I’d get mad at my dad for giving me hairy genes, and I’d beg my mom for a solution, any solution. This nice Australian lady and her three young daughters would occasionally pop up on our bunny-eared kitchen TV while my mom was making Sunday dinner. “When I noticed the sadness in [my daughter’s] eyes because of the unwanted problem, I had to do something about it,” Sue Ismiel, the founder of Nads, a kind of hair removal wax, would say in the infomercial. My mom didn’t know Nads, or Nair, or any of the other hair removal products that called to me in the Rite Aid aisles. She didn’t know about eyebrow shaping or plucking or tweezing. Or concealers for that matter, or loose powders. Her makeup brushes were always the ones that came with the compact. My mom was and still is unfazed by Big Beauty and their messages of how a woman should look and be.
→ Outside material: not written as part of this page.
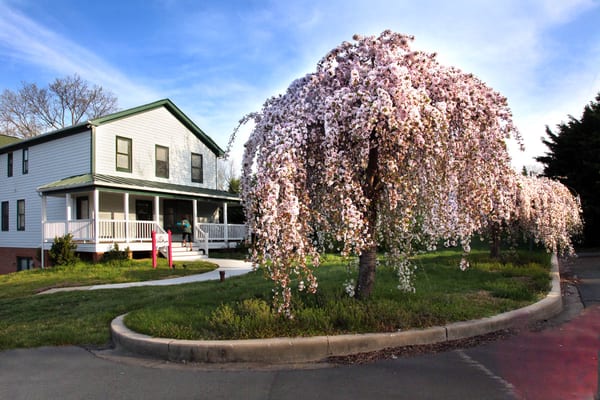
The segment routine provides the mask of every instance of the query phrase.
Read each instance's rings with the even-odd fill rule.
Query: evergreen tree
[[[581,198],[584,242],[600,245],[600,93],[586,105],[581,119],[569,116],[557,126],[546,127],[546,155],[536,160],[544,164],[544,175],[557,179]]]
She hardly wears any makeup at all, her skincare routine is barebones, and she’s the most beautiful woman I know.
Around this time of year I am always confronted with a stream of articles on the beauty lessons women learned from their mothers. The passed down hair tips, the rules on perfume application, the generations-old remedy that really works! But because I didn’t grow up with a mom who had a prescriptive perspective on beauty, I could never relate. I didn’t learn much from my mom about beauty (except for how to execute a professional manicure at home, which is her superpower) and in fact, it’s more like the other way around.
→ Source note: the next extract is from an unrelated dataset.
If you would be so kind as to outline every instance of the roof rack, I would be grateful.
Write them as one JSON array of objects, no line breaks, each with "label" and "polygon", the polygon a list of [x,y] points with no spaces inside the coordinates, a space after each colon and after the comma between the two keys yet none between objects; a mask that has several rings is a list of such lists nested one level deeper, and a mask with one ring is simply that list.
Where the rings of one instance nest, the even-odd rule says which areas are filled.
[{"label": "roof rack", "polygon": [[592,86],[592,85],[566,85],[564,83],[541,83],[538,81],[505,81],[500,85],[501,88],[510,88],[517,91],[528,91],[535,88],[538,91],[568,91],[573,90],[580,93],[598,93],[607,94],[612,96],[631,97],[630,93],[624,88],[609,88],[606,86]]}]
I’ve taught my mom about eye creams and power cleansers. I introduced her to La Mer. I do it because I love beauty, and every beauty discovery makes me feel like a Real Housewife with good gossip: it’s my ultimate duty to share. I’ve even made a career out of it—now, people often come to me for beauty advice. Usually they say something along the lines of, “I need a cream for my fine lines,” or “I need a better concealer to cover up my dark circles,” or a version of “What’s the serum/treatment/cream to help me not look how I look now?” My knee-jerk response to anyone asking is always, “YOU DON’T NEED ANYTHING, but if you want to go for that particular look here’s what I recommend.” I say that at the risk of outing myself as the worst beauty editor in the world, but I think it’s because my mom always approached beauty as something that enhances a person, but never defines. And more than that, beauty to her is an add-on: the accessory you throw on just before heading out, as opposed to the anchoring statement piece.
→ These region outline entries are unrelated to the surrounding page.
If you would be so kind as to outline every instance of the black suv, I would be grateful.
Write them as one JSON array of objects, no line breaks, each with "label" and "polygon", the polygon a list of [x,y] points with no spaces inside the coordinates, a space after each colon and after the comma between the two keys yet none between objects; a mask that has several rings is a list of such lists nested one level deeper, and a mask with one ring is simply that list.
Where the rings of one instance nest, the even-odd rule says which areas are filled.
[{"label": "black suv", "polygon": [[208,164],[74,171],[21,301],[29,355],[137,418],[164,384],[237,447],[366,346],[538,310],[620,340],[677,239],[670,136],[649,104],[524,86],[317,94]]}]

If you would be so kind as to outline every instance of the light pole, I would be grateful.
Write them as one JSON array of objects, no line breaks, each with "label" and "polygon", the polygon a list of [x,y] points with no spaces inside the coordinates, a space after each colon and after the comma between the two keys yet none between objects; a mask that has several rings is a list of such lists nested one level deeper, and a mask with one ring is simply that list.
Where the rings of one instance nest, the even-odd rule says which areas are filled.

I don’t think beauty is a universal look, or that it’s really necessary at all. What it is is fun, and interesting, and a hinge to so many worlds. (Two cases in point: I was knee-deep in meme culture back when everyone else I knew was still pronouncing it me-me because they were prolific on my favorite site to peruse skincare advice, aka Reddit. And digging into U.S. hair braiding laws taught me more about libertarianism than my undergrad government course.) Which is to say that in teaching me virtually nothing about beauty, my mom actually taught me a hell of a lot. Her lesson was that it’s a thing but it’s not everything. Advice that’s not for nothing.